Three of Bangladesh’s major trade bodies have joined a global initiative calling on governments to collaborate in ensuring safe passage of commercial vessels over the Red Sea and deter a repeat of last December’s attacks.
Iran-backed Houthis, who control much of Yemen but are not recognised internationally, had launched the attacks, saying it was to put pressure on Israel over its devastating war with Palestinian Hamas militants in the Gaza Strip, reports the AFP.
The attacks prompted major shipping lines to suspend travel across the Red Sea and adjoining Suez Canal, which basically connects Africa and Asia, and divert to a much longer route, around Africa’s Cape of Good Hope.
The value of the diverted cargo is upwards of $80 billion.
That’s because some 30 percent of the world’s trade, including critical items like food and agricultural products, energy, clothing, shoes, electronics, and medicine, depend on the Red Sea route.
The diversion has added at least 2-3 weeks of travel and hundreds of thousands of US dollars in additional fuel and labour costs.
Bangladesh uses the Red Sea route to mainly export garment items to Europe and the US.
It is common for international retailers and brands to bear the carrying cost under a freight on board method.
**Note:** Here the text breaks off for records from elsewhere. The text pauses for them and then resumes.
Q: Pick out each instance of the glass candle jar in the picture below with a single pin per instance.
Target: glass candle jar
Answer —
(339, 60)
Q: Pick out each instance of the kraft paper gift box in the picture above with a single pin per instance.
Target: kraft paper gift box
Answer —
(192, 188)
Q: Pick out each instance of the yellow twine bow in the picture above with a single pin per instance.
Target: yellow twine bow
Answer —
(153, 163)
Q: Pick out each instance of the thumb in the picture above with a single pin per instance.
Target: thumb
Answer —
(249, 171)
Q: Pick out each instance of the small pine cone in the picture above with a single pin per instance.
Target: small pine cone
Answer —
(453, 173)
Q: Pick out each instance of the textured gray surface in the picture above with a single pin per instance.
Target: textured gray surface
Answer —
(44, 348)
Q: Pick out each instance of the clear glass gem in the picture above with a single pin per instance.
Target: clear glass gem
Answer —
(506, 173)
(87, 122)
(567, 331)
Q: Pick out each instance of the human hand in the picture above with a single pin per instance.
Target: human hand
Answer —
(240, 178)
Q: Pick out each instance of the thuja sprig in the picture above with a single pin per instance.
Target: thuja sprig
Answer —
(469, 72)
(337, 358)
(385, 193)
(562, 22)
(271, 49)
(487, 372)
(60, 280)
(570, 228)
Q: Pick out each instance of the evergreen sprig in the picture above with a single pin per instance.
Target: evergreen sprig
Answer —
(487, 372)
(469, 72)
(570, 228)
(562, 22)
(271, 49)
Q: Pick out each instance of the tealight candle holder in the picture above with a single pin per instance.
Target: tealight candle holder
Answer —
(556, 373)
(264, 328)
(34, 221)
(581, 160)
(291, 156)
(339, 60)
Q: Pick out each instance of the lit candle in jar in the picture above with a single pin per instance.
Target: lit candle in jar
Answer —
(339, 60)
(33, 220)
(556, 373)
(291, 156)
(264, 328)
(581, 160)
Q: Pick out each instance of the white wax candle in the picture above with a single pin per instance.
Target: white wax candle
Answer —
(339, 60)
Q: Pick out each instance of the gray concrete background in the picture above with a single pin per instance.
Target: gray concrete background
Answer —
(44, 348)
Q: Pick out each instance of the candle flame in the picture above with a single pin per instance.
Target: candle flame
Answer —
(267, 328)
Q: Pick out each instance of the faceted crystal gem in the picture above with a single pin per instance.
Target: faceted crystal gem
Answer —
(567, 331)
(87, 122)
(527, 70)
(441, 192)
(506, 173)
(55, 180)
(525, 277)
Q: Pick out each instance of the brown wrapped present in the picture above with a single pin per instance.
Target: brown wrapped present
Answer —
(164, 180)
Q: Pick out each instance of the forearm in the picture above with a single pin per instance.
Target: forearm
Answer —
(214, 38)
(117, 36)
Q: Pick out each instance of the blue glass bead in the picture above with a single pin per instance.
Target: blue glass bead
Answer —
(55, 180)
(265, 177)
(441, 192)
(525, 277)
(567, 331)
There are very few local suppliers who pay the transportation cost under a cost and freight method.
Regardless, the Bangladesh Garment Manufacturers and Exporters Association (BGMEA), Bangladesh Knitwear Manufacturers and Exporters Association (BKMEA) and the Leathergoods And Footwear Manufacturers and Exporters Association of Bangladesh (LFMEAB) have joined the global initiative.
The initiative is in the form of an open letter issued by the American Apparel & Footwear Association (AAFA) and International Apparel Federation (IAF) on February 8.
The letter urgently calls on countries to join, support, or align with wider cooperation to support safe and secure maritime commerce in the Red Sea and across the globe, according to an AAFA statement.
The initiative could be similar to Operation Prosperity Guardian, a multinational security initiative with at least 23 participating countries to date, said the statement.
The letter has so far drawn 105 global trade bodies and associations, whose members depend on safe and secure ocean shipping routes, as signatories.
“We are involved in this global initiative,” said Faruque Hassan, president of the BGMEA.
BKMEA Vice-President Fazlee Shamim Ehsan said he also endorsed the initiative.
Because businessmen alone cannot bring any solution to the Red Sea crisis and it requires a combined effort of governments of countries. “We need safety and security for business and trade,” he said.
Both Hassan and Ehsan are currently board members of the IAF.
“It is imperative that governments unite behind a zero-tolerance approach to deter attacks on commercial vessels and seafarers in the Red Sea, and anywhere in the world,” said AAFA President and CEO Steve Lamar.
“The prosperity of millions of people who are employed in our industries and in the global maritime industry depends on safe and secure freedom of navigation,” he said in the statement.
The consequences of these attacks extend beyond immediate financial losses. Route changes are causing port congestion, equipment shortages, and soaring shipping rates across the globe, all of which create inflationary impacts, read the statement.
Even shipping lanes on the other side of the world from the Red Sea are beginning to be adversely affected. Moreover, the alternative route becomes even more challenging during the Southern Hemisphere winter months, it added.